"A participação olímpica de um país nunca deverá ser resultado de uma despesa, antes o espelho da forma como um país olha para si mesmo. Queremos mesmo falar sobre dinheiro mal gasto?
No balanço dos Jogos Olímpicos, afirmou Marcelo Rebelo de Sousa: «Os resultados obtidos atingiram as metas, mas pode-se fazer mais, pode-se fazer melhor, implica mais dinheiro, implica uma aposta mais funda. Eu não sei se os portugueses, daqui por uns meses, quando tiver passado o entusiasmo dos Jogos Olímpicos, serão tão entusiásticos assim na ideia de reforçar substancialmente, como fazem outros países que gastaram fortunas, até países com dimensões próximas da nossa, para poderem ter resultados políticos.»

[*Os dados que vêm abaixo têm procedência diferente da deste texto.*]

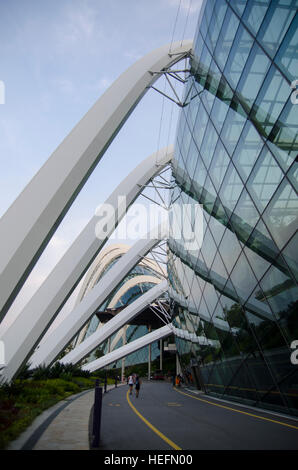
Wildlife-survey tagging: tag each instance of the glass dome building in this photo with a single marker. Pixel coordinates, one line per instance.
(142, 278)
(236, 156)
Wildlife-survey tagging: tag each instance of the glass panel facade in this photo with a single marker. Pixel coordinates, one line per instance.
(237, 158)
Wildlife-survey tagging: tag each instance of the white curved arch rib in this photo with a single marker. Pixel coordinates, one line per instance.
(33, 321)
(113, 325)
(95, 273)
(43, 203)
(67, 330)
(129, 348)
(132, 283)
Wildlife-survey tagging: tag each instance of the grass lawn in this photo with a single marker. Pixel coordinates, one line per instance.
(23, 400)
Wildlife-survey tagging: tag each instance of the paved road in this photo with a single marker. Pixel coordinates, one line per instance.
(188, 421)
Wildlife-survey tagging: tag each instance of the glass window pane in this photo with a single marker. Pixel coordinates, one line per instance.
(281, 214)
(275, 26)
(264, 179)
(253, 75)
(247, 150)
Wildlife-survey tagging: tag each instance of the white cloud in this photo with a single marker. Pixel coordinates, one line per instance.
(192, 6)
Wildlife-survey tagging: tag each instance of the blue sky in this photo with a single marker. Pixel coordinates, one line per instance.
(57, 58)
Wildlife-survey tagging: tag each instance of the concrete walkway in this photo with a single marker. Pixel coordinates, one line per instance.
(162, 418)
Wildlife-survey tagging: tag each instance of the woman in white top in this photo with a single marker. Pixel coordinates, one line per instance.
(130, 383)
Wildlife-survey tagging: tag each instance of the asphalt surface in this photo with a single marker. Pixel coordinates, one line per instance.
(176, 420)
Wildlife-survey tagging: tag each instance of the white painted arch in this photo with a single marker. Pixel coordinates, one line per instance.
(113, 325)
(25, 333)
(43, 203)
(72, 324)
(129, 348)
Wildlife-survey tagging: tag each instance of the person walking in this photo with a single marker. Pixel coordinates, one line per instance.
(130, 384)
(138, 385)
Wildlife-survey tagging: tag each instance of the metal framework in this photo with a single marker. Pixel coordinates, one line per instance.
(36, 317)
(113, 325)
(44, 202)
(72, 324)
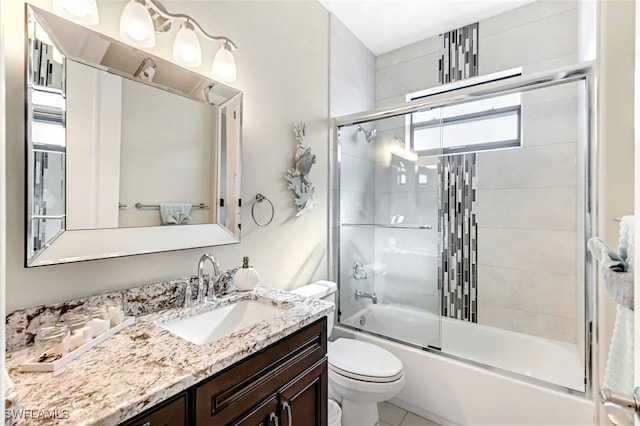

Dito assim, a ideia do Presidente da República soa a injusta e redutora. Injusta, porque coloca nos praticantes desportivos um ónus que não merecem, como quem diz: ‘Estás aí em Paris ou Los Angeles com o dinheiro dos meus impostos’; redutora porque redimensiona a participação olímpica a uma ilha isolada no mar de prioridades de um país. Mas é um pensamento que não surpreende. Reflete, na verdade, as escolhas do Portugal democrático: o desporto como um hóbi. Em cinco décadas construíram-se estruturas mas não uma verdadeira política do desporto, que comece nas escolas e abranja universidades e onde a Educação Física seja integrada de outra forma, até na nomenclatura (e porque não Educação para a Saúde, física e mental?) e acima de tudo uma disciplina tão importante como a matemática ou o português (e sim, que a nota conte para o currículo).
Com quase 300 dias de sol por ano, Portugal tem índices de sedentarismo muitíssimo superiores a quem vive no Norte da Europa e somos, infelizmente, um dos países da União Europeia com menor prática de atividade desportiva. Somos, por sua vez, um dos países do mundo com a população mais envelhecida e todos os estudos indicam que assim continuaremos nas próximas décadas. Mas será uma velhice com baixa qualidade.
Mesmo que a questão surja apenas de quatro em quatro anos, nunca é demais relembrá-lo: apostar no desporto é investir num país melhor. Numa sociedade que no futuro irá recorrer menos ao Serviço Nacional de Saúde, logo, com impacto positivo no Orçamento do Estado; numa sociedade com mais sensibilidade e maior cultura desportiva. Pode parecer caricatural, ou talvez não, mas ainda temos como principal desporto o levantamento de mínis enquanto se dispara contra o árbitro, o adversário ou até mesmo contra a própria equipa.
Durante as férias fiz um pequeno estudo sociológico entre amigos. Todos estavam satisfeitos com «o Leitão», mas ninguém sabia o que era o Omnium ou o Madison. E desconheciam que há em Portugal um ecossistema numa determinada região que tem um velódromo e uma indústria ligada às bicicletas com elevada dose de inovação e ocupando lugares destacados a nível internacional. Estes campeões em Paris (e tantos outros e outras nos Mundiais, que faziam o saudoso Fernando Emílio correr pelos corredores na Queimada para nos dar a novidade) não nasceram por acaso nem por injeção de capital ad hoc, mas porque houve algo muito mais estrutural e transversal, envolvendo escolas, universidades, empresas e população em geral.
A participação olímpica de um país nunca deverá ser resultado de uma despesa, antes o espelho da forma como um país olha para si mesmo. Queremos mesmo falar sobre dinheiro mal gasto?"